Conspirare: Sometimes going to past art/music/writing can help us learn something new about similar present circumstances.  In your process of researching texts from 1918ish, did you have any insights or learnings that impacted your world view of today’s similar events?

Kile Smith: Probably it reified an instinct I already had. There’s a saying, “I’m sick and tired of being sick and tired,” and that’s how I felt about the pandemic. Not to take away from the reality of sickness and death—we all know people who’ve gotten sick, and some of us know personally or know of people who have died from this. But I’ve never despaired—feeling that I can’t write music because of this bad thing or that bad thing. I confronted it after 9/11, and every artist confronts this at some time, as there are horrors in every generation. Ongoing horrors. Everyone has to decide what to do, and as I mention in the notes, I looked at a lot of poetry from that time. Virtually all of it was not, how shall I say, happy. Part of that was World War I—it’s easy to forget how world-changing that conflagration was—and the Spanish Flu. Part of it was poetry in general at that time, and the death of optimism, when the struts holding up the false god of modernism were kicked away. But there’s much less of that in pop music, to say the least. You could call it escapism, and you’d get no argument from me. Much of it was fairly stupid, the “Yes, We Have No Bananas” silliness. But even that was kind of refreshing in a way, since every generation’s pop music has that. But down in there are some nuggets, that speak, in a pop, reduced, way, to real truth. I saw a picture of Irving Berlin’s manuscript for the lyrics to “All Alone,” how he kept writing, and crossing out, and writing, and crossing out again, boiling it down and down and down until he got to “All alone, by the telephone.” Then he had his song. That’s great pop writing. And if it worked then, I believe it can work now. Truth speaks to us, no matter where or when. But “All Alone” is the slow second movement of this symphony, you might say. I wanted the cycle to be affirming. We’re really missing our gang, we’re really alone, we really feel like prisoners, we really have our dreams—but we really do have hope, that April showers will bring May flowers. And that’s what I wanted this to be.

Conspirare: Is there anything else random or interesting about these songs that you want to share?

Kile Smith:  I always try to be efficient in my music; that is, I try to get rid of any note that doesn’t need to be there. But popular songwriting is insatiable in its efficiency, and so it was a major factor in this piece. Pop songs are always cutting to the chase.

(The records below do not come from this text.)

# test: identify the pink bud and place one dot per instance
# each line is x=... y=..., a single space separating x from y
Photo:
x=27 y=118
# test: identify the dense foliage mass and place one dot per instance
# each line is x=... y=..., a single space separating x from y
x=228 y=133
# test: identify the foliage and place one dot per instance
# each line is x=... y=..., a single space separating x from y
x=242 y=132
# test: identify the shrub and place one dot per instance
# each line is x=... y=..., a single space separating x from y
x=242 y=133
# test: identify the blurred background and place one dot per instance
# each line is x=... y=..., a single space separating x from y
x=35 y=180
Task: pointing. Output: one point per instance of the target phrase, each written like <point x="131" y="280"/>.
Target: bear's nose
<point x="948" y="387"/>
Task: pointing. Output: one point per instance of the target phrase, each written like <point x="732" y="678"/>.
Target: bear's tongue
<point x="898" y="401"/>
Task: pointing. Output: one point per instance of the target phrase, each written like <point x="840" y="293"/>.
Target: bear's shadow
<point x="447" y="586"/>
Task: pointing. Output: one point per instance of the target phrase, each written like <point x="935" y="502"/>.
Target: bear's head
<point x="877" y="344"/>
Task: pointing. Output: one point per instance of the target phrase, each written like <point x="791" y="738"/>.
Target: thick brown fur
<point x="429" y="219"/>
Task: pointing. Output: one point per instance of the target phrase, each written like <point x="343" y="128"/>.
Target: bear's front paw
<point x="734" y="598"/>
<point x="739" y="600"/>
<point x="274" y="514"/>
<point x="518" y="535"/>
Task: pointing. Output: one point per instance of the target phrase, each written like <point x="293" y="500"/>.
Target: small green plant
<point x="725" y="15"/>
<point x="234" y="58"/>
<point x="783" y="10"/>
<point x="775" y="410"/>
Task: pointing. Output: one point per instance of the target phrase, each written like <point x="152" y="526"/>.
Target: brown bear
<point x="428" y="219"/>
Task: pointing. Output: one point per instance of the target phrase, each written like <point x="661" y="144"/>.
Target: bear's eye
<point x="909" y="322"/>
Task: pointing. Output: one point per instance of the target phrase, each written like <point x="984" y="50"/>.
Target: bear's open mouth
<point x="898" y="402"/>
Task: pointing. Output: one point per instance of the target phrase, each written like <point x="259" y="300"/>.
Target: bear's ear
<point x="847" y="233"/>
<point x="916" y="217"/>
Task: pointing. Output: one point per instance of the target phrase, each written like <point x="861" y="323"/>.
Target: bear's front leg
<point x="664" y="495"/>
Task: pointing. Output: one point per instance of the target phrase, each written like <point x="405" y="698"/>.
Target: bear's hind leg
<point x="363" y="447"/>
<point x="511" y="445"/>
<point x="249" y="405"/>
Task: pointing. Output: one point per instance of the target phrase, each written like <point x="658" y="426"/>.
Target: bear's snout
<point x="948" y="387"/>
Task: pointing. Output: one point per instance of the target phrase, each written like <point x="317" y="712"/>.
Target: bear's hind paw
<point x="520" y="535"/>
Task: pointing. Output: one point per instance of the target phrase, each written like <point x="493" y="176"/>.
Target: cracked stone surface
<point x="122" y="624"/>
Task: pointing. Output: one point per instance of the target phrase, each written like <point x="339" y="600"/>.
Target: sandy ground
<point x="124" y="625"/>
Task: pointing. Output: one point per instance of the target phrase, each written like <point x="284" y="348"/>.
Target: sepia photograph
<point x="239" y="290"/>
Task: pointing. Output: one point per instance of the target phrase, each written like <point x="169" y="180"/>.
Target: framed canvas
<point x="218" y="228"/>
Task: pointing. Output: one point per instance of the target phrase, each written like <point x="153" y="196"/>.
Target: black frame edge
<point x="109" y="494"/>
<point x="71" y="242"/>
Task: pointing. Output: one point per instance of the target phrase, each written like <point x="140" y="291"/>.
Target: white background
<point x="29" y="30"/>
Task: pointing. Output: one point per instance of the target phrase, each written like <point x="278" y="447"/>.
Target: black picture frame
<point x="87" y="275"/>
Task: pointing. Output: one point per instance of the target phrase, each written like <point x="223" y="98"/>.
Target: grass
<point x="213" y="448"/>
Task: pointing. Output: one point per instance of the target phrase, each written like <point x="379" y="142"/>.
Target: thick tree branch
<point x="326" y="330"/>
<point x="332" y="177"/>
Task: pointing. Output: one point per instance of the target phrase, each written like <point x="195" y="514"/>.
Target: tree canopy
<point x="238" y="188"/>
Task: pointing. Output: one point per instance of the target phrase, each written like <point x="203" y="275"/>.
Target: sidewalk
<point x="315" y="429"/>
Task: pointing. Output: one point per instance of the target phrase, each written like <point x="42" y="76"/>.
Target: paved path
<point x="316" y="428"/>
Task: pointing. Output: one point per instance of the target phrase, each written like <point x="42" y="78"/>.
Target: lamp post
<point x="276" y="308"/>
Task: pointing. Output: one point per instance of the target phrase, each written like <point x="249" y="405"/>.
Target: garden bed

There’s little lollygagging, extending of phrases, ruminating. It was liberating to work this way, to get the essence of a phrase, to nail it down, and move on. But Schubert knew this, too. There’s repetition, but repetition plays a bigger role in classical music than people may think, so having that as a tool is always beneficial—like using the intro in the last song, “April Showers,” as the verbatim intro to the second verse. Finally, a grand model for me in this, and in other of my works that approach the line of pop, like the In This Blue Room cycle, is one of the great liberating classical works I know of, the Liebeslieder Waltzes of Brahms. What music that is. There are many other examples from Mozart, Beethoven, Grieg, many others—music that is seriously art music, but that isn’t in the least “serious.”